Mapou Yanga-Mbiwa, da qualche settimana, è un giocatore libero. Libero da una prigione dorata, libero da una torre d'avorio in cui, quasi per caso, si era andato a infilare. Libero da un vincolo oppressivo con il Lione, che da tempo ormai lo considerava un corpo estraneo. Da tempo? Da anni, addirittura. Più di due anni e mezzo. Un'eternità.
L'ultima partita disputata in campionato da Yanga-Mbiwa risale al 29 novembre 2017, 1-2 interno contro il Lilla. Fin lì, le cose non erano andate troppo bene. Ma è da allora che si consuma il dramma sportivo dell'ex difensore della Roma. Fuori da ogni progetto, fuori da ogni piano tattico degli allenatori succedutisi nel corso delle ultime stagioni sulla panchina dell'OL: l'ultimo la sua vecchia conoscenza Rudi Garcia, subentrato a ottobre 2019 a Sylvinho.
Da quel novembre 2017, Yanga-Mbiwa è praticamente scomparso dalla prima squadra. Prima lasciato in panchina, poi addirittura spedito nella seconda squadra del Lione, nel CFA, la quarta serie francese. Con qualche comparsata solo nelle due coppe nazionali. Un'umiliazione totale per un difensore che, nel 2012, si laureava campione della Ligue 1 con il miracoloso Montpellier guidato in attacco da Olivier Giroud.
E dire che Yanga-Mbiwa all'inizio della sua avventura a Lione faceva coppia in difesa con un certo Umtiti, oggi a Barcellona. Poi è stato sopravanzato un po' da chiunque: da Diakhaby, da Morel, da Marcelo. Fino a diventare l'ultimissima scelta.
"Nella scorsa stagione - diceva Yanga-Mbiwa all'Equipe un anno fa - il Lione voleva che me ne andassi. Però io non volevo andare via in prestito. Volevo una cessione a titolo definitivo o attraverso uno scambio. Ma il club non riusciva a vedere soddisfatte le proprie richieste. Così ho preferito restare.
Vorrei giocare di nuovo a calcio, quindi spetta ad entrambe le parti trovare la soluzione migliore. Comunque non me ne andrò alle loro condizioni. Non ho intenzione di rinunciare al mio contratto col Lione. Nessun calciatore lo farebbe".

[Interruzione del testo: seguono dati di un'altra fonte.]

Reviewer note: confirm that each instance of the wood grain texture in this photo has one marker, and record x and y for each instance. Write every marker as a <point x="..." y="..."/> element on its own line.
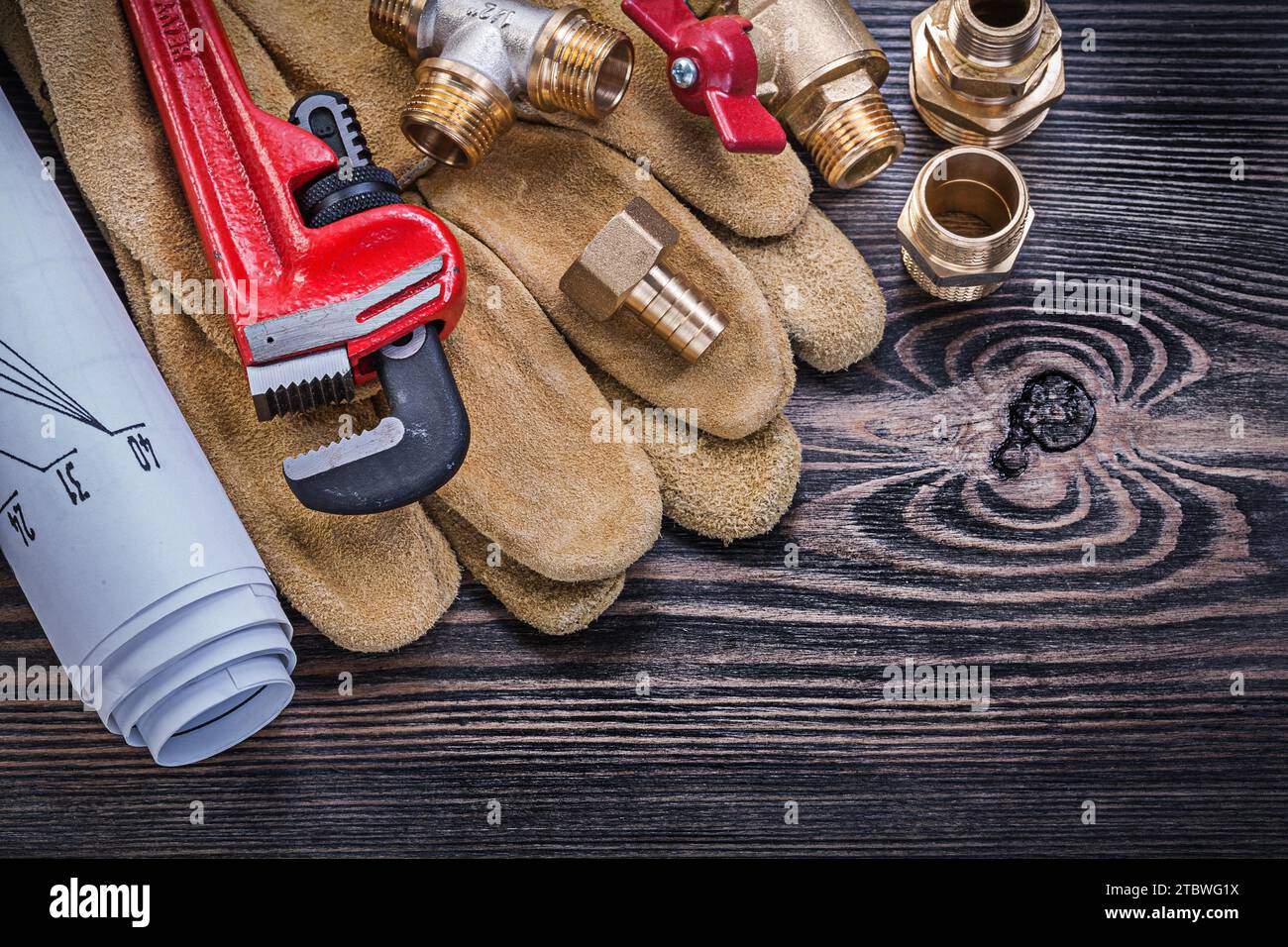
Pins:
<point x="1109" y="682"/>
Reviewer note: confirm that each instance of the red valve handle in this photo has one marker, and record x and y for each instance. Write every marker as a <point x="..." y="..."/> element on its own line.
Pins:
<point x="725" y="60"/>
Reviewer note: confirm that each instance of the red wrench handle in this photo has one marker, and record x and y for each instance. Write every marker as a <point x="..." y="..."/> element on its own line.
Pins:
<point x="240" y="167"/>
<point x="235" y="159"/>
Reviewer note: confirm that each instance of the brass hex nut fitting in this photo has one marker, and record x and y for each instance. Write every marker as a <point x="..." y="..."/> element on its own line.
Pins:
<point x="965" y="222"/>
<point x="986" y="71"/>
<point x="622" y="268"/>
<point x="476" y="59"/>
<point x="819" y="73"/>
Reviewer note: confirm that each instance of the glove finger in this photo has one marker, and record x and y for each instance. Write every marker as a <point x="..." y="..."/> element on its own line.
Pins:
<point x="533" y="480"/>
<point x="754" y="195"/>
<point x="728" y="489"/>
<point x="537" y="205"/>
<point x="820" y="289"/>
<point x="114" y="138"/>
<point x="555" y="608"/>
<point x="366" y="582"/>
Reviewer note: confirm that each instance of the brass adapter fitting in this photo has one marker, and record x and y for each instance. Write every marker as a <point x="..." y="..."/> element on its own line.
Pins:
<point x="819" y="73"/>
<point x="965" y="222"/>
<point x="477" y="58"/>
<point x="986" y="71"/>
<point x="622" y="268"/>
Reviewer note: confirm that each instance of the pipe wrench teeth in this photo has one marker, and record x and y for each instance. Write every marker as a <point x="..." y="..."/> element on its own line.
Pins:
<point x="299" y="384"/>
<point x="408" y="455"/>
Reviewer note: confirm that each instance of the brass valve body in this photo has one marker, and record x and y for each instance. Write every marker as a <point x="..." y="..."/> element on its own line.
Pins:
<point x="986" y="71"/>
<point x="622" y="268"/>
<point x="476" y="59"/>
<point x="964" y="223"/>
<point x="819" y="73"/>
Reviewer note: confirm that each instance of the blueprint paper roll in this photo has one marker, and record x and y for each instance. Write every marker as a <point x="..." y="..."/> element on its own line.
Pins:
<point x="112" y="519"/>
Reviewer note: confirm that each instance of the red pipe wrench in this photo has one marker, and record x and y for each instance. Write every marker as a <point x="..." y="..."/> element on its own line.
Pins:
<point x="329" y="278"/>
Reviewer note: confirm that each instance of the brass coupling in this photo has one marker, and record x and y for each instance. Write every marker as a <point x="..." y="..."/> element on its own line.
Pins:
<point x="622" y="268"/>
<point x="986" y="71"/>
<point x="964" y="223"/>
<point x="820" y="73"/>
<point x="476" y="59"/>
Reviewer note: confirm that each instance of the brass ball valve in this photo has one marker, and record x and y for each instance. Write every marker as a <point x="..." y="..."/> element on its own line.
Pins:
<point x="476" y="59"/>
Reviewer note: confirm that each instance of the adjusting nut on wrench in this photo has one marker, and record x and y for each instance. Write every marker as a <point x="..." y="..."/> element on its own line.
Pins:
<point x="622" y="268"/>
<point x="986" y="71"/>
<point x="965" y="222"/>
<point x="819" y="73"/>
<point x="476" y="59"/>
<point x="333" y="279"/>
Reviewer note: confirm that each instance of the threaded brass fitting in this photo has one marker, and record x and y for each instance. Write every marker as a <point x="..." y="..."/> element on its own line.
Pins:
<point x="475" y="60"/>
<point x="964" y="223"/>
<point x="622" y="268"/>
<point x="819" y="73"/>
<point x="986" y="71"/>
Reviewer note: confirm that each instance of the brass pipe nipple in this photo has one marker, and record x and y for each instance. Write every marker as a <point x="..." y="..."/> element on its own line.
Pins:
<point x="621" y="268"/>
<point x="395" y="22"/>
<point x="986" y="72"/>
<point x="580" y="65"/>
<point x="456" y="114"/>
<point x="857" y="142"/>
<point x="964" y="224"/>
<point x="475" y="64"/>
<point x="820" y="75"/>
<point x="996" y="33"/>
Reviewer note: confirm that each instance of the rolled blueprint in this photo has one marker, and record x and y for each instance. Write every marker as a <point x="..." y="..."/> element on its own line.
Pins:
<point x="114" y="522"/>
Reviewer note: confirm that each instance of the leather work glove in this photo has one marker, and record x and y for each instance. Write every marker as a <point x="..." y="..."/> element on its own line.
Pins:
<point x="566" y="514"/>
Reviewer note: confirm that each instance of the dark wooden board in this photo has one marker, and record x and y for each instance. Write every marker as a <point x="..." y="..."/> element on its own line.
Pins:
<point x="1109" y="682"/>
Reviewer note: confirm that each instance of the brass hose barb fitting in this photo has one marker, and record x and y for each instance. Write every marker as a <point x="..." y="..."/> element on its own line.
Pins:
<point x="819" y="73"/>
<point x="622" y="268"/>
<point x="476" y="59"/>
<point x="986" y="71"/>
<point x="964" y="223"/>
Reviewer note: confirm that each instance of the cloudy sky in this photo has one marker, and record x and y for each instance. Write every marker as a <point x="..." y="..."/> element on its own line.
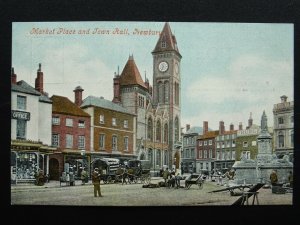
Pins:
<point x="227" y="69"/>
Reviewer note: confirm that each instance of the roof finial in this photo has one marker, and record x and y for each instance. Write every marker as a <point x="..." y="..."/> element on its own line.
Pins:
<point x="40" y="67"/>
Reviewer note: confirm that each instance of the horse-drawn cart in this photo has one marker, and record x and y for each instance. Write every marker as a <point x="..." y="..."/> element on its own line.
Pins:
<point x="107" y="168"/>
<point x="139" y="171"/>
<point x="197" y="179"/>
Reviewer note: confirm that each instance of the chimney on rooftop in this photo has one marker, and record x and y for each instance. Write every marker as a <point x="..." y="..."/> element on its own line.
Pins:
<point x="78" y="95"/>
<point x="205" y="127"/>
<point x="13" y="76"/>
<point x="39" y="80"/>
<point x="188" y="126"/>
<point x="240" y="126"/>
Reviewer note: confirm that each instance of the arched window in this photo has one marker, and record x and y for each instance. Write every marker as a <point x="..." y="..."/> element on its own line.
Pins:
<point x="292" y="138"/>
<point x="158" y="131"/>
<point x="150" y="129"/>
<point x="150" y="156"/>
<point x="166" y="157"/>
<point x="176" y="129"/>
<point x="166" y="92"/>
<point x="280" y="140"/>
<point x="158" y="158"/>
<point x="166" y="133"/>
<point x="142" y="157"/>
<point x="160" y="92"/>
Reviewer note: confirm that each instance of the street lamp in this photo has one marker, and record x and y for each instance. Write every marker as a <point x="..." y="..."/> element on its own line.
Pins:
<point x="82" y="152"/>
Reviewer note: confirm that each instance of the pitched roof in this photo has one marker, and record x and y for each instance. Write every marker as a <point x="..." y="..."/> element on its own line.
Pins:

In Italia, peraltro, Yanga-Mbiwa ce lo ricordiamo piuttosto bene: la Roma lo prese dal Newcastle nell'estate del 2014. Non era una prima scelta, Mapou, ma entrò lo stesso nei cuori dei sostenitori per un goal in un derby difficilmente dimenticabile: quello che nel maggio del 2015 consentiva alla formazione di Garcia (arieccolo) di chiudere il campionato al secondo posto, dietro alla Juventus e davanti alla stessa Lazio, costretta ai preliminari di Champions League.
"Non ho mai sofferto così sotto lo sguardo di un calciatore - raccontò una volta Walter Sabatini, ricordando i momenti in cui dovette comunicare a Yanga-Mbiwa l'addio alla Roma dopo appena 12 mesi - non ha più parlato, ha sbarrato gli occhi per 10 minuti e poi se n’è andato. Quei 10 minuti mi hanno ucciso".
Getty ImagesSe Sabatini si è fatto prendere dai rimorsi, Garcia non ha però fatto sconti a Yanga-Mbiwa quando se l'è ritrovato a Lione. Una volta i giornalisti francesi gli hanno chiesto di lui durante una conferenza stampa e l'ex allenatore giallorosso ha semplicemente risposto che "Mapou si sta allenando bene". Però, come i suoi precedessori, non gli ha mai dato una chance.
Oggetto misterioso vero e proprio, Yanga-Mbiwa è entrato anche nelle mire della tifoseria del Lione per il suo stipendio: più di 3 milioni annui, uno dei più elevati dell'intera rosa del Lione. All'inizio della stagione è stato inserito dal club nella lista per la prima fase Champions League, ma senza essere mai convocato.
L'incubo è finalmente svanito lo scorso 1° luglio, il giorno in cui Yanga-Mbiwa ha iniziato una nuova vita da calciatore svincolato alla naturale conclusione del proprio contratto con il Lione. Quasi tre anni di amarezze non si possono cancellare con un colpo di spugna, ma intanto è un primo passo per la rinascita. E ora, chi avrà il coraggio di puntare su di lui?